Bibliografia: Długołęcka-Pinkwart L., Pinkwart M., 1994, s. 18–19; Radwańska-Paryska Z., Paryski W. H., 1995; Pinkwart M, Długołęcka-PInkwart L., 2003, s. 139, Białas W., 2005, s. 129-130, 132; Pinkwart M., 2007, s. 97; Witkiewicz-Schiele E., 2016 [ZM]

Urodził się w Pułtusku 25 kwietnia 1865 roku. Był dziennikarzem i działaczem społecznym. Jego bratem był Józef Bek, działacz samorządowy w Limanowej, ojciec późniejszego ministra spraw zagranicznych II RP Józef Becka. Dyonizy i Józef używali spolszczonej wersji nazwiska, a bratanek Dyonizego wrócił do jego pierwotnej pisowni.

Beck studiował na politechnice w Rydze. Jako dziennikarz pracował w „Gazecie Świątecznej” redagowanej przez Konrada Prószyńskiego, którego młodszą siostrę, Zenonę, poślubił w 1889 roku. Z powodu gruźlicy płuc w 1897 roku przeniósł się do Zakopanego, a w 1899 roku dołączyła do niego żona z córkami – dziewięcioletnią Zofią i sześcioletnią Heleną. Początkowo mieszkali w pensjonacie Jordanówka przy Krupówkach (dziś odcinek ten należy do ul. Zamoyskiego), potem w chałupie Macieja Cukra Kozieniaka przy ulicy Przecznica (obecnie Witkiewicza), a w końcu, w 1903 roku, przenieśli się do willi Anielówka, powyżej Jordanówki.

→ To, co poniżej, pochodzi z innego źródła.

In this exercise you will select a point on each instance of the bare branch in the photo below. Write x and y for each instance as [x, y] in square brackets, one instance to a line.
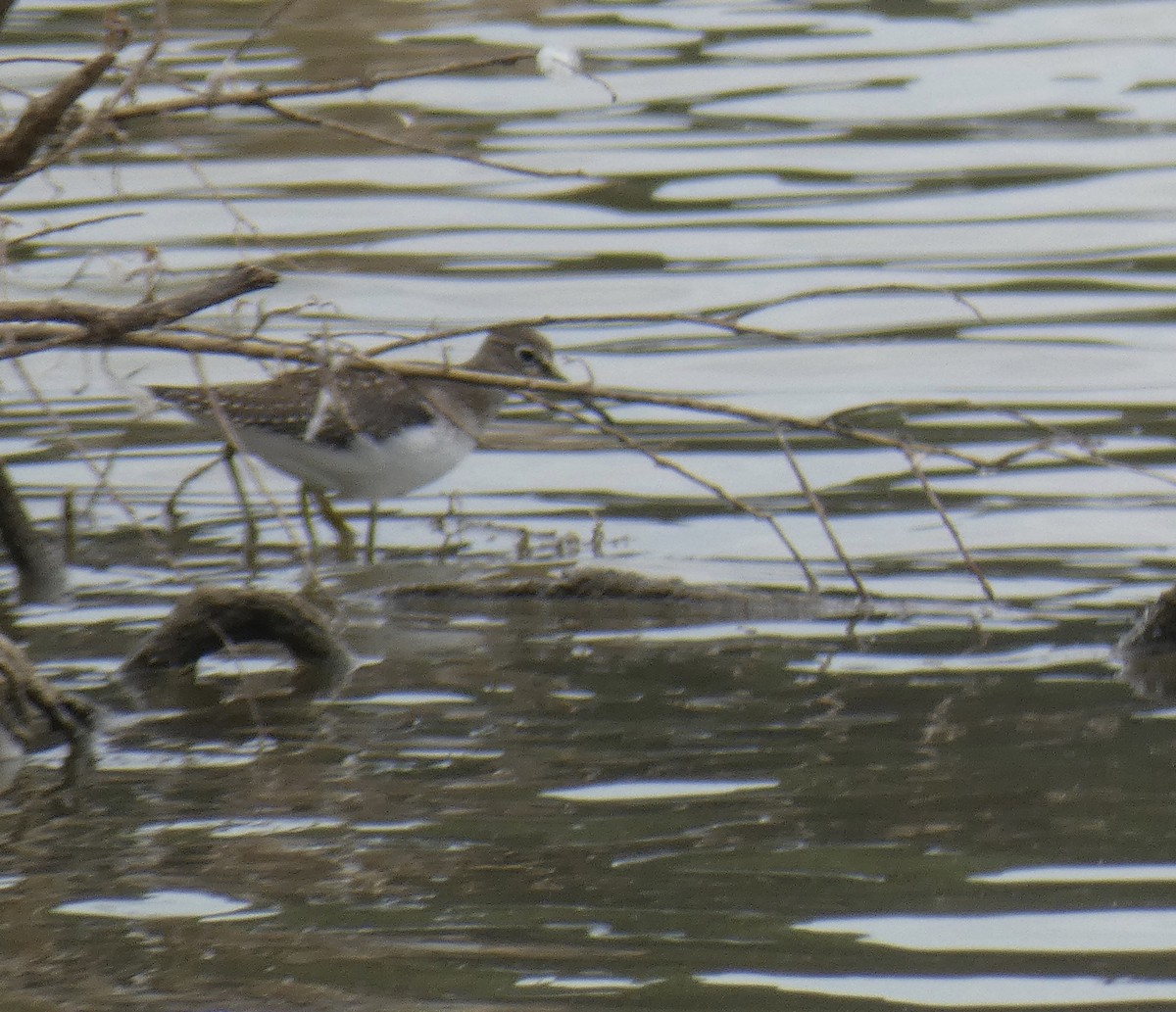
[101, 324]
[264, 94]
[44, 114]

W latach 1899–1903 i w 1904–1906 redagował „Przegląd Zakopiański”, jedno z najważniejszych czasopism miejscowych. Przyjaźnił się ze Stanisławem Witkiewiczem, którego znał jeszcze z czasów warszawskich, propagował na łamach pisma styl zakopiański w architekturze. Przyczynił się wybitnie do rozwoju Czytelni Zakopiańskiej, późniejszej Biblioteki Publicznej w Zakopanem. Działał też społecznie w licznych miejscowych stowarzyszeniach społecznych (m.in. Towarzystwie Szkoły Ludowej, Stowarzyszeniu Rzemieślniczym „Gwiazda”, Towarzystwie Uniwersytetu Ludowego, Związku Przyjaciół Zakopanego, Pomocy Bratniej, Towarzystwie Gimnastycznym „Sokół”, Towarzystwie Wyższych Kursów Wakacyjnych).

Dyonizy Beck zmarł 25 kwietnia 1907 roku w Zakopanem i został pochowany na Starym Cmentarzu przy ulicy Kościeliskiej. Na jego nagrobku wykuto epitafium następującej treści:

Jeden z tych, co czynem marzyć chcieli…

Pół roku po Dyonizym zmarła jego żona Zenona. Na granitowym nagrobku można przeczytać:

Tuż za tą mogiłą spoczęła/ś.p. Zenona z Prószyńskich Dyonizowa Bekowa /kończąc ustawiać ten nagrobek Mężowi/tu zasłabła i tegoż wieczora,/31 października 1907 r. na wieki usnęła./Pozostałe córki proszą o westchnienie za dusze rodziców.